Payments for environmental services (PES) are often viewed as a way to simultaneously improve conservation outcomes and the wellbeing of rural households who receive the payments. However, evidence for such win-win outcomes has been elusive. We add to the growing literature on conservation program impacts by using primary household survey data to evaluate the socioeconomic impacts of participation in Costa Rica's PES program. Despite the substantial cash transfers to voluntary participants in this program, we do not detect any evidence of impacts on their wealth or self-reported well-being using a quasi-experimental design.
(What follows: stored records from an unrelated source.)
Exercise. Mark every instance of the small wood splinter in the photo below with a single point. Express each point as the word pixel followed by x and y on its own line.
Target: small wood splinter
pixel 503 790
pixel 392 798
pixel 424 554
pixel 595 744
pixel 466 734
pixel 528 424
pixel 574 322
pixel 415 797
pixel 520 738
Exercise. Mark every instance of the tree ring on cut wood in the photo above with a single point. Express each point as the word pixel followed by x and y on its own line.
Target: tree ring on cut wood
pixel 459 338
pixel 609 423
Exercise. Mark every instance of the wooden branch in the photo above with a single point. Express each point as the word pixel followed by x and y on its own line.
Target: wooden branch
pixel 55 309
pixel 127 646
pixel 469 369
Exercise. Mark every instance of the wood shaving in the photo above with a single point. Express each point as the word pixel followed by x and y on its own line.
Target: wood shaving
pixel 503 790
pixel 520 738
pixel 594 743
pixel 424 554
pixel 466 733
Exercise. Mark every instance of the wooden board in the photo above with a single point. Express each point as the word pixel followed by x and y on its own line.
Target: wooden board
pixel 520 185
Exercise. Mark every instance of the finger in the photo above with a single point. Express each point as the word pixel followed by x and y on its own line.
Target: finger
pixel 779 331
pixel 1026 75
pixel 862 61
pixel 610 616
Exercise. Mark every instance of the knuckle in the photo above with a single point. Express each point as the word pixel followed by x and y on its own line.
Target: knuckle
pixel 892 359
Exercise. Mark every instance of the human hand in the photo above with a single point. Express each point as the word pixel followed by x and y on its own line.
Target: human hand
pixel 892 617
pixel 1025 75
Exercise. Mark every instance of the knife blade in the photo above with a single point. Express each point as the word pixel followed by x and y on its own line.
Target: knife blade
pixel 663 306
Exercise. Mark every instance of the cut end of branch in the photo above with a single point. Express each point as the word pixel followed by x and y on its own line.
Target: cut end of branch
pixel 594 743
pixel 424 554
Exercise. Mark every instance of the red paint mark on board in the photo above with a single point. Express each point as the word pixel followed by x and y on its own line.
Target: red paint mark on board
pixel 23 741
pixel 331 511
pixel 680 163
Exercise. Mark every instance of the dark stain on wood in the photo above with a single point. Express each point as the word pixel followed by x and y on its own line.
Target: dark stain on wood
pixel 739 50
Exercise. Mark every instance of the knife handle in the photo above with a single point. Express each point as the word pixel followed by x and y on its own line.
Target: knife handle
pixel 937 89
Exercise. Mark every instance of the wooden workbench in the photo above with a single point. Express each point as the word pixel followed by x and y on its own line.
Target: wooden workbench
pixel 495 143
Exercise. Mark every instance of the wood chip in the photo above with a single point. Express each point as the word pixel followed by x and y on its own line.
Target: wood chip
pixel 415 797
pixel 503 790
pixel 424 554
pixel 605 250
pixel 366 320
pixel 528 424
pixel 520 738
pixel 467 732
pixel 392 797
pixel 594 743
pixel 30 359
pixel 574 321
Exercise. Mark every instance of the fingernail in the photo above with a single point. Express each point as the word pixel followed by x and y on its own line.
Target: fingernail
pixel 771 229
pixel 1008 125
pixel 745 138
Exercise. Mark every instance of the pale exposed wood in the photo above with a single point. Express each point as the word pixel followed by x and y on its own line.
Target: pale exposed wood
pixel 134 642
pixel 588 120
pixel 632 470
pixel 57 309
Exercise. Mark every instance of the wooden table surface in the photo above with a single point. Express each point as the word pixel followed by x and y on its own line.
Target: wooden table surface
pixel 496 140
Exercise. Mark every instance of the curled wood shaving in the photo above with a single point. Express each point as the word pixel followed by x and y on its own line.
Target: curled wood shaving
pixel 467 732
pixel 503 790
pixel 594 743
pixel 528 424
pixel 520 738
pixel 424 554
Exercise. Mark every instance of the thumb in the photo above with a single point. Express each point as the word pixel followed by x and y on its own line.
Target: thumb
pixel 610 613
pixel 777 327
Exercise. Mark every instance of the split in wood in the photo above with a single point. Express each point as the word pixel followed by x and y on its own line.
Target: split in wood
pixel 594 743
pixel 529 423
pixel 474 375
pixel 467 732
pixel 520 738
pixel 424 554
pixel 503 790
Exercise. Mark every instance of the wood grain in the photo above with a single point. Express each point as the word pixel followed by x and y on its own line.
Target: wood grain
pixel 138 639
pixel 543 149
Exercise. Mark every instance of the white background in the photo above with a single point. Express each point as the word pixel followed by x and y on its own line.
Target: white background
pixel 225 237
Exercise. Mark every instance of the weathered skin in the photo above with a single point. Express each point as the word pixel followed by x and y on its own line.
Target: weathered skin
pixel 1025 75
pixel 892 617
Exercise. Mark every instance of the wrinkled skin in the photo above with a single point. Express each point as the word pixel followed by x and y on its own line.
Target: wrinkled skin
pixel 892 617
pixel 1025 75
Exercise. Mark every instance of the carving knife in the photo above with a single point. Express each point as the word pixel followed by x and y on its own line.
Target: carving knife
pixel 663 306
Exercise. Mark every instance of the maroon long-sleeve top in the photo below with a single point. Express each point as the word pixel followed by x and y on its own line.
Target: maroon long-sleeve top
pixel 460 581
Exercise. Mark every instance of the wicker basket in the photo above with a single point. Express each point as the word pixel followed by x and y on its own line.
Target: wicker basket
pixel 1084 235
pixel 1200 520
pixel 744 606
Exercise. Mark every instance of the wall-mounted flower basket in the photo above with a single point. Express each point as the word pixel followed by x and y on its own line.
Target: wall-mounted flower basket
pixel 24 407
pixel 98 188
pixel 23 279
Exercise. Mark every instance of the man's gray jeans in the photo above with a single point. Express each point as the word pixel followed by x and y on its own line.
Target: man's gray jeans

These results are consistent with the common claim that voluntary PES do not harm participants, but they beg the question of why landowners participate if they do not benefit. Landowners in our sample voluntarily renewed their contracts after five years in the program and thus are unlikely to have underestimated their costs of participation. They apparently did not invest additional income from the program in farm inputs such as cattle or hired labor, since both decreased as a result of participation. Nor do we find evidence that participation encouraged moves off-farm. Instead, semi-structured interviews suggest that participants joined the program to secure their property rights and contribute to the public good of forest conservation. Thus, in order to understand the social impacts of PES, we need to look beyond simple economic rationales and material outcomes.

摘要

环境服务付费(PES)通常被视为一种既能改善保护成效又能提升获得付费的农村家庭福祉的方式。然而,这种双赢结果的证据一直难以寻觅。我们通过使用家庭层面的原始调查数据来评估参与哥斯达黎加环境服务付费项目的社会经济影响,从而为关于保护项目影响方面不断增多的文献增添了内容。尽管该项目向自愿参与者提供了大量现金转移支付,但我们采用准实验设计并未发现任何对其财富或自我报告福祉有影响的证据。这些结果与自愿性环境服务付费不会损害参与者这一普遍观点一致,但也引发了一个问题:如果土地所有者没有从中受益,他们为何还要参与?我们样本中的土地所有者在参与该项目五年后自愿续签了合同,因此不太可能低估了他们的参与成本。他们显然没有将该项目带来的额外收入投入到诸如牲畜或雇佣劳动力等农业投入中,因为参与项目后这两者都减少了。我们也没有发现参与项目促使人们离开农业的证据。相反,半结构化访谈表明,参与者加入该项目是为了保障其产权并为森林保护这一公共利益做出贡献。因此,为了理解环境服务付费的社会影响,我们需要超越简单的经济理性和物质成果去探究。